Embodiment 9 chemical luminescence immune analysis quantitative measuring reagent kit for urine bladder cancer antigen of the present invention and enzyme linked immunological kit are relatively
Collect hospital and make a definite diagnosis 50 parts of TCCB patients serums, urinary system benign disease patients serum 20 examples, 200 parts of normal human serums.Use the kit and the enzyme linked immunological kit of the embodiment of the invention 1 to carry out blood examination respectively, the statistical experiment result line correlation analysis of going forward side by side, coefficient R=0.9456.Contrast and experiment is seen table 2.

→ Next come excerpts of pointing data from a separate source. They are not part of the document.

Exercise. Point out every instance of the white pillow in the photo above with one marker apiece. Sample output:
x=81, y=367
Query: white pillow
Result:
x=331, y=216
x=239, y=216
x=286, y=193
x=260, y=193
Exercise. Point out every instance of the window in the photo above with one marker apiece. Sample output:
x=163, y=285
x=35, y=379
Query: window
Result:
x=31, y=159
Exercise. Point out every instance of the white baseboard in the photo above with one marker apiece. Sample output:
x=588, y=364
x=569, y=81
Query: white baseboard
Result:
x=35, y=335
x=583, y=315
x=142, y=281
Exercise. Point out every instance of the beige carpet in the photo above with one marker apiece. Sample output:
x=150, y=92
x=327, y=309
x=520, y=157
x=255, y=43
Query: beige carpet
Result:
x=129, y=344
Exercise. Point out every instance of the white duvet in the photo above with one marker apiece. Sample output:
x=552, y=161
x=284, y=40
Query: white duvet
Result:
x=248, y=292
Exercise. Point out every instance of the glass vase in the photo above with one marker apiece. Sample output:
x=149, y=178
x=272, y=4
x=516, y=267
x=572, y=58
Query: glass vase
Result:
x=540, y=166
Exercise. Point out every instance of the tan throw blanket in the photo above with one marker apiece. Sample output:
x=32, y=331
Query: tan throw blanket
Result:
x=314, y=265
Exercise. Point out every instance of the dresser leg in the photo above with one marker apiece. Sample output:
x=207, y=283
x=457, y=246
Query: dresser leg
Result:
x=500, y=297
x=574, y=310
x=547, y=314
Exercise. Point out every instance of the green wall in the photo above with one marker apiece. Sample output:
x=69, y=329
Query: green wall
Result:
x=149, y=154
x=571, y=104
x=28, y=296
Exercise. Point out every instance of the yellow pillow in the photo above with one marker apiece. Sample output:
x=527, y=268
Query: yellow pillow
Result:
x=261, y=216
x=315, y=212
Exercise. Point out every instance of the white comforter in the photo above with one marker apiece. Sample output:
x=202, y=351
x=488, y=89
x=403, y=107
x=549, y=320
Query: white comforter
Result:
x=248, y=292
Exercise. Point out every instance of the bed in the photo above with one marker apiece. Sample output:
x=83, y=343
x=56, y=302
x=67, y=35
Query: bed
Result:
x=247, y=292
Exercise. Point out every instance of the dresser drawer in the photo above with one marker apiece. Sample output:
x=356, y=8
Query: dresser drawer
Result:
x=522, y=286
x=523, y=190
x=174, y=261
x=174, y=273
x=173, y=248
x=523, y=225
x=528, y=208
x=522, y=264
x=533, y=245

The clinical trial comparison of table 2 kit of the present invention and enzyme linked immunological kit
Can be known that by table 2 data analysis in 70 parts of TCCB patients, detect 68 parts of positives with kit of the present invention, enzyme linked immunological kit detects 66 parts of positives, the clinical coincidence rate of kit of the present invention will be higher than enzyme linked immunological kit; In urinary system benign disease patient; 2 parts of positives appear in kit of the present invention; 3 parts of positives appear in enzyme linked immunological kit, and a copy of it patient is diagnosed as urinary tract infection, and another part is glomerulonephritis; And 1 part of false positive appears in enzyme linked immunological kit, explain diagnose bladder move the shape cell cancer be will with the antidiastole of urinary system benign disease; In normal human serum, 1 part of positive appears in kit of the present invention, and 3 parts of positives appear in enzyme linked immunological kit, prove that once more the clinical coincidence rate of kit of the present invention is higher than enzyme linked immunological kit.In sum, kit of the present invention obviously is superior to enzyme linked immunological kit, for the diagnosis of bladder cancer patients provides more reliable foundation.